Well, if these assumptions are meant to stand the test of time, then good old Markowitz (the father of MPT) is in trouble. Truth be told, none of the three stand up to closer scrutiny. The concept of risk-free investing no longer exists, post 2008. Banks are giant hedge funds which cannot be trusted and even government bonds look dicey in today’s world. Secondly, returns are clearly not random. If you have any doubts, just look at how the trend-following managed futures funds make their money. Thirdly, from 26 years of investment experience, I can testify to the fact that historical returns provide little or no guidance as to the direction of future returns.

A new approach is required.

So what does all of this mean?
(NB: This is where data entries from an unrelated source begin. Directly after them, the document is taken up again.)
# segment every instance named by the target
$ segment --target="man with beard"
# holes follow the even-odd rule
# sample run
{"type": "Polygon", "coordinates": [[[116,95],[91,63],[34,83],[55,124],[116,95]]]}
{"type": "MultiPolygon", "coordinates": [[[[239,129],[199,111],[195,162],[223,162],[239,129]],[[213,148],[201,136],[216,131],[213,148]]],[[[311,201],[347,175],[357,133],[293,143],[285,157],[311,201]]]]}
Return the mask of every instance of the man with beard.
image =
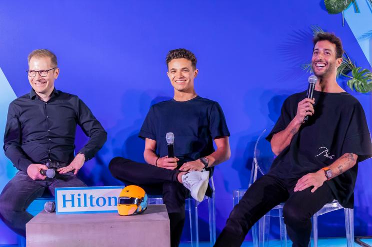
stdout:
{"type": "Polygon", "coordinates": [[[240,246],[257,221],[285,202],[292,246],[308,247],[310,219],[326,204],[336,199],[353,207],[358,163],[372,156],[370,136],[360,103],[336,81],[344,52],[340,38],[320,33],[313,42],[314,98],[306,98],[305,91],[284,102],[266,138],[278,157],[235,206],[215,246],[240,246]]]}

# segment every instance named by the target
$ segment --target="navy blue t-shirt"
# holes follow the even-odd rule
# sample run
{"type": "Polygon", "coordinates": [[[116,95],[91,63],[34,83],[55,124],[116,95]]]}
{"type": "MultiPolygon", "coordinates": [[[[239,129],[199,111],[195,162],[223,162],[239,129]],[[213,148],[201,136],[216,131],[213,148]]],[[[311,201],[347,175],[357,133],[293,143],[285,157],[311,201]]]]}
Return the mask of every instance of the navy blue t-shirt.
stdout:
{"type": "MultiPolygon", "coordinates": [[[[290,144],[274,160],[270,174],[280,178],[300,178],[330,166],[345,153],[358,155],[360,162],[372,156],[372,144],[363,108],[354,97],[344,92],[314,91],[314,114],[302,125],[290,144]]],[[[283,130],[296,116],[298,102],[306,91],[289,96],[271,133],[283,130]]],[[[358,163],[342,174],[326,181],[336,199],[352,208],[358,163]]]]}
{"type": "Polygon", "coordinates": [[[167,132],[174,135],[174,156],[184,163],[197,160],[214,151],[213,140],[229,136],[224,112],[218,103],[200,96],[187,101],[172,99],[152,105],[139,137],[156,142],[158,155],[168,155],[167,132]]]}

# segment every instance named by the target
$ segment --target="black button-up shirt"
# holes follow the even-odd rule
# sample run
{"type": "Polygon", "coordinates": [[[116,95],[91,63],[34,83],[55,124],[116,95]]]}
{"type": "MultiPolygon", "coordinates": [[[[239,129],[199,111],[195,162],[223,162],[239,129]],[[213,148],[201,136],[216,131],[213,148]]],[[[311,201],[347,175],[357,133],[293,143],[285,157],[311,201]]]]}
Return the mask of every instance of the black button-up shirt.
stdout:
{"type": "Polygon", "coordinates": [[[33,89],[9,105],[4,135],[5,155],[18,170],[48,161],[70,164],[74,157],[78,124],[90,137],[79,151],[86,160],[102,147],[107,133],[86,105],[76,95],[54,88],[47,102],[33,89]]]}

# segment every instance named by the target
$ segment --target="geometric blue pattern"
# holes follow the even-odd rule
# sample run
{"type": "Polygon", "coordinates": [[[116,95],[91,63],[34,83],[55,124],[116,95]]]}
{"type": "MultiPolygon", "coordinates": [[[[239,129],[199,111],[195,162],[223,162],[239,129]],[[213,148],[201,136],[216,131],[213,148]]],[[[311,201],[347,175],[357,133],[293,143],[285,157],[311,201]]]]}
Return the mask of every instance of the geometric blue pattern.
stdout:
{"type": "Polygon", "coordinates": [[[372,34],[364,38],[360,38],[364,34],[372,31],[372,6],[370,6],[368,1],[358,1],[360,13],[356,13],[352,4],[350,4],[345,10],[345,19],[366,57],[370,62],[370,64],[372,66],[372,34]]]}
{"type": "MultiPolygon", "coordinates": [[[[2,70],[0,68],[0,148],[4,145],[4,138],[5,125],[6,122],[9,104],[16,98],[16,94],[12,89],[2,70]]],[[[4,152],[0,151],[0,191],[8,181],[12,178],[16,169],[13,167],[10,161],[6,157],[4,152]]],[[[16,243],[16,236],[0,221],[0,234],[4,235],[0,238],[0,245],[16,243]]]]}

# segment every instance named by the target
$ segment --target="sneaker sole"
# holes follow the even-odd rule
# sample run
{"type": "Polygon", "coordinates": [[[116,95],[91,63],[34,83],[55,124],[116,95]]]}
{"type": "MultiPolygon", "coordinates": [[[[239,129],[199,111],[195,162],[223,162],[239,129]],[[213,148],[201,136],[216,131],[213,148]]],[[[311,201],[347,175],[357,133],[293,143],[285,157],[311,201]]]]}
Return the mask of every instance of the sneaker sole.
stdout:
{"type": "Polygon", "coordinates": [[[198,195],[192,194],[191,196],[192,198],[198,202],[202,202],[204,199],[204,196],[206,195],[206,189],[208,188],[208,179],[209,178],[209,171],[203,172],[202,173],[202,178],[200,182],[196,187],[196,190],[198,191],[198,195]]]}

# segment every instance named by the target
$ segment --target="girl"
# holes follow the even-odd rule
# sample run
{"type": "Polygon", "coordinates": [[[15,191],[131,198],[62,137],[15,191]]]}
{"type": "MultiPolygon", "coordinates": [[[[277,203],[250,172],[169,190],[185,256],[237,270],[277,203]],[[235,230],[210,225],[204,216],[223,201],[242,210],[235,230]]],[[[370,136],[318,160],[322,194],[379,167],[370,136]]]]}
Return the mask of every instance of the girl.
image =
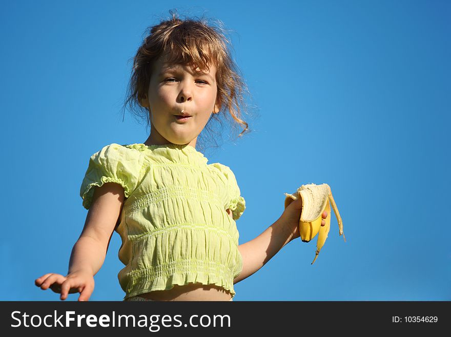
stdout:
{"type": "Polygon", "coordinates": [[[299,236],[300,198],[238,245],[235,221],[245,203],[235,175],[196,149],[211,117],[228,114],[248,130],[240,118],[243,82],[228,44],[204,20],[173,14],[152,28],[135,56],[127,101],[145,109],[150,135],[91,157],[80,189],[89,211],[68,273],[46,274],[36,286],[88,301],[115,230],[125,300],[232,301],[234,284],[299,236]]]}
First of all it means that universities and business schools all over the world should clear up their acts. Two generations of so-called financial experts have been indoctrinated to believe that MPT is how you should approach the management of investments and risk whereas, in reality, nothing could be further from the truth. It also means that investors should kick some old habits and re-think how they do their portfolio construction. Specifically, it means that: [..]

i. the notion of the “market portfolio” being an appropriate performance benchmark should be discarded;

ii. there is in reality no meaningful distinction between strategic and tactical asset allocation – the difference is illusory;

iii. investors should once and for all reject the notion that there is an optimal portfolio for each investor from which he or she should only deviate “tactically” in the shorter run;

iv. market timing deserves more credit than it is given;

v. MPT is a straitjacket preventing investors from rotating between different classes of risky assets (with vastly different risk/return profiles) as market conditions change.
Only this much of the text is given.